Two days later, flying in the number four position, he spotted a lone Fw 190 and broke from the flight to pursue it. He claimed the German fighter as probably destroyed 2 to 3 miles off Cap Gris Nez.  For attacking a target without permission, he was reprimanded, making him unpopular. When another pilot was posted overseas, Beurling offered to take his place. Ordered to board a ship, he did not know his destination until the vessel reached Gibraltar: No. 249 Squadron RAF, at Malta.[

 

 

 

 

 



There he was dubbed “Screwball,” a favorite term of his. In a few short weeks he downed 27 Axis aircraft. A religious, nonsmoking teetotaler who never cursed, George Beurling was indeed a character. Fellow pilot Hugh Godefroy described him as “a tallish slim fellow with a disheveled crop of blond hair, sharp features and deep creases down each cheek . . . He had large ice-blue eyes that rarely blinked.” His squadron leader on Malta, Stanley Grant, described him as “high strung, brash, and outspoken. He was a rebel.” Beurling repeatedly refused promotions and when finally ordered to accept a flight lieutenant’s commission, insisted on continuing to bunk with the sergeants. He could not resist hair-raising stunts to the point of courts-martial. While the base commander lectured pilots on the prohibition of dangerous pranks—a lecture inspired by Beurling’s hijinks—he “buzzed” the lecture hall. On another occasion he shot a tail feather off Godefroy’s pet duck. Discipline and accepting orders were never his strong suits, but his public profile as an ace and a hero protected him from military justice.
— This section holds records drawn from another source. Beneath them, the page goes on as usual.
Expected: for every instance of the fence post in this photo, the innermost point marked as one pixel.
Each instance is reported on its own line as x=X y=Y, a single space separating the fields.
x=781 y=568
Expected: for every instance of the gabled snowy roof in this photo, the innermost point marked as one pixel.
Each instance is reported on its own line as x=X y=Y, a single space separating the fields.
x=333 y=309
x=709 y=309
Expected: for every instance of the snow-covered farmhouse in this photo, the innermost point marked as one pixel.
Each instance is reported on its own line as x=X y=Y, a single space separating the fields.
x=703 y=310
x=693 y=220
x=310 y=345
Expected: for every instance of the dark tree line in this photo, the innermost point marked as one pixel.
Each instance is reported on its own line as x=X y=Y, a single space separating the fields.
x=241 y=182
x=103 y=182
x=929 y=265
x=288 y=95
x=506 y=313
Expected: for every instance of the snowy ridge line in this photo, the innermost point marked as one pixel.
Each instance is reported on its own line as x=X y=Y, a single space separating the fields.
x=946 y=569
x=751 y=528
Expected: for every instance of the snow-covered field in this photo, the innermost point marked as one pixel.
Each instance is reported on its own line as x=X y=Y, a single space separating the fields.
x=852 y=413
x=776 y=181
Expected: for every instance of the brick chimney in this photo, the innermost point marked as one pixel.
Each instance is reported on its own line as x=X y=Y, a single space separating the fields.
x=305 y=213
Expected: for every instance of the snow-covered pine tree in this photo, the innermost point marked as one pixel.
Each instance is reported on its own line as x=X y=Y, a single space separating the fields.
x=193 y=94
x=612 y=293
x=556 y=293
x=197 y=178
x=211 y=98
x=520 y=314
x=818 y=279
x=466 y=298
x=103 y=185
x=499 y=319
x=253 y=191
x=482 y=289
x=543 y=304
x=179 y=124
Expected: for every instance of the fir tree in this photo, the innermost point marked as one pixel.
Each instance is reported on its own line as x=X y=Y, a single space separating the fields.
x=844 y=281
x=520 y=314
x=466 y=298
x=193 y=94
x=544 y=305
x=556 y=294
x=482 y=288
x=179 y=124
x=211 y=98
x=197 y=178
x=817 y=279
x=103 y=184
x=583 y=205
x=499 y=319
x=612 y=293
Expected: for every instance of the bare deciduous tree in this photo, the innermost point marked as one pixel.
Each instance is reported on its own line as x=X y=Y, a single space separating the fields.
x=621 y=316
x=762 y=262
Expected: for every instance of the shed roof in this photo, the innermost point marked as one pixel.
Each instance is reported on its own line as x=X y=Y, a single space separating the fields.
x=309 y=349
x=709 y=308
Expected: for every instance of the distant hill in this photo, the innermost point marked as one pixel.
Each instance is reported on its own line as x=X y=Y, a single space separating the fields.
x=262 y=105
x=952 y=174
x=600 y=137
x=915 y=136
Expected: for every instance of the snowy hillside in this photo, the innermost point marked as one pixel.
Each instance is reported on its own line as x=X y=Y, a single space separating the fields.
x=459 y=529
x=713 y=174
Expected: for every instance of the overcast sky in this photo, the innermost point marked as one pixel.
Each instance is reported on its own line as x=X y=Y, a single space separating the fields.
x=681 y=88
By October, Beurling had been shot down several times. Underweight and suffering from dysentery, Beurling had a shrapnel wound in the heel that forced him out of the fight. Remarkably, on the return flight to England, he was one of only three to survive when their Consolidated Liberator overshot the runway at Gibraltar. For the next year he conducted noncombatant tasks. Although Canada’s most visible war hero in 1943, he ruined his fundraising war bond tour by telling a reporter, “One of my can shells caught him in the face and blew his head right off . . . I must say it gives you a feeling of satisfaction when you actually blow their brains out.”

A handful of outrageous incidents established his extraordinary talents. He loved flying right on the deck, swearing he did it best inverted because the blind spot created by the cowling was eliminated when the aircraft was upside down.

At war’s end, Beurling had earned the Distinguished Service Order, Distinguished Flying Cross, and Distinguished Flying Medal & Bar and was credited with 31 victories. Finding himself at odds with civilian life, he yearned for dogfighting. “I would give 10 years of my life to live over again those six months I had in Malta in 1942,” he told a reporter, adding, “…combat, it’s the only thing I can do well; it’s the only thing I ever did that I really liked.”

In 1948, Beurling was recruited to fly P-51 Mustangs for the Israeli Air Force. After a test flight, Beurling crashed his Noorduyn Norseman transport while landing at Aeroporto dell’Urbe in Rome in May of that year. He died, along with fellow Malta pilot Leonard Cohen. The accident occurred six days after Israel had established its independence. The initial report noted that the bodies were burned beyond recognition. Beurling's widow, family, and friends did not attend his funeral in Rome. On a small brass plate over the lid of the coffin were the words “Colonel Georgio Beurling.”

Because no one claimed his body, Beurling’s coffin was kept for three months in a warehouse in the Verano Monumental Cemetery. Then his widow, Diana Whittall Gardner, had him buried in the Protestant Cemetery behind the Cestia Pyramid between the graves of Percy Bysshe Shelley and John Keats. In November 1950, two and half years after his death, Beurling's casket arrived at Israel’s Haifa Airport. His coffin, draped with the blue and white Israeli flag, was laid in a nearby air force base, where an honour guard of airmen stood silent watch. During the long funeral in the streets of Haifa, Israeli Air Force aircraft paid homage to Beurling. He was finally re-interred in the military cemetery at the foot of Mount Carmel.